Third, New York was suffering from poor economic and political conditions in the early 1680s. As a result of these problems, Dongan was presented with a petition for representative government by the people of East Hampton upon his arrival in the summer of 1683. Although this petition could not have directly influenced James' decision to allow for an assembly (since he had issued the instructions more than 6 months earlier), it is indicative of the general feeling of unrest in the colony at the time.

These factors, combined with the fact that every other colony had a local assembly, convinced James that the calling of an assembly was the only way to ensure stability and prosperity in the New York. In addition, recent struggles in Pennsylvania and New Jersey in which the colonial assemblies in those colonies asserted their right to representative government and to certain individual liberties informed the subsequent actions of the New York Assembly. Viewed in this light, the passing of the Charter is another instance of colonists attempting to carve out more space for themselves in their relationship with their proprietor.

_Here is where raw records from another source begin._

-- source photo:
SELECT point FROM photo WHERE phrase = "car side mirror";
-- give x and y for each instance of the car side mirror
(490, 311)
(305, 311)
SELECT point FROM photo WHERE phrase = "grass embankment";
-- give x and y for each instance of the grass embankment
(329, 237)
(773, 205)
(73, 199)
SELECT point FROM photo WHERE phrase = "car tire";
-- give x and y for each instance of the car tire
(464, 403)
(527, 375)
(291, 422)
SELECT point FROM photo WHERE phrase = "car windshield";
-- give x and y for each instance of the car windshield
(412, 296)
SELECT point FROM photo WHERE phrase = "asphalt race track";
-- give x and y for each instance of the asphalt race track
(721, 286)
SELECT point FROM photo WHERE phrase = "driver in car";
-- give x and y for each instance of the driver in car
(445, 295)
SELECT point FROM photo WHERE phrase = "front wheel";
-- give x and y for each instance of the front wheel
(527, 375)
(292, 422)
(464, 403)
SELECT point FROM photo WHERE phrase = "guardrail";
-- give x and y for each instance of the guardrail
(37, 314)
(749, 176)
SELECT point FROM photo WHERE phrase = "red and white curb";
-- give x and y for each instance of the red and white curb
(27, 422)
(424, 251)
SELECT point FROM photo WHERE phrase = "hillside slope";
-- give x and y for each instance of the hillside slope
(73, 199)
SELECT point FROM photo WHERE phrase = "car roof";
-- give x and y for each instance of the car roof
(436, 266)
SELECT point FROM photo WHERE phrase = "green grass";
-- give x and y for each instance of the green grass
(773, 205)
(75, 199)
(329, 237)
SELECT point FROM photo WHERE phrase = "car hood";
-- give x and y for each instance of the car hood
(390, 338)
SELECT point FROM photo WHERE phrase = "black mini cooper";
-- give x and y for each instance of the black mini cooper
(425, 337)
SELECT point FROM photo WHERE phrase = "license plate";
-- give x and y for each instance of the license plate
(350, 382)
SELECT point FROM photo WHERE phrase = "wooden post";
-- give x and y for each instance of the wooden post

== Approval and Revocation ==

The Charter was approved by Dongan and his council, and on October 31, 1683, it was published by voice at City Hall. A year later, James had signed the Charter in England, but the death of Charles II and James's ascension to the throne caused the Charter never to be delivered to New York.

Instead, James was convinced – from his new perspective as sovereign – that the Charter gave colonists in New York rights and privileges that were too broad. The investment of legislative authority in the governor, council, and "people" in the general assembly, for instance, was broader than in other colonies. Further, James felt that the Charter made the governor too dependent on his council, and that the insistence on triennial legislatures put a greater obligation on that government than on any other colonial one.

As a result, James did not confirm the Charter. Instead, he assimilated New York into the newly formed Dominion of New England under Governor Edmund Andros. However, it was not until May 1686 that Dongan received a new set of instructions declaring that the Charter be disallowed. In the interim, the colony operated as if the Charter were in place, with the assembly meeting for a total of three times. Upon receipt of his new instructions, Dongan read them to his council but not to the assembly, which was not called again.

== Effects of the Glorious Revolution ==

In 1689, after word that James had been overthrown reached the colonies, Bostonians rose up and overthrew Andros, and New Yorkers – led eventually by Jacob Leisler – rose up and took control of the colony from Lieutenant Governor Nicholson. By 1691 William and Mary had appointed Henry Sloughter as the new governor, and he convened a new assembly which enacted "An act for declaring what are the rights and privileges of their Magesties' subjects inhabiting within the province of New York."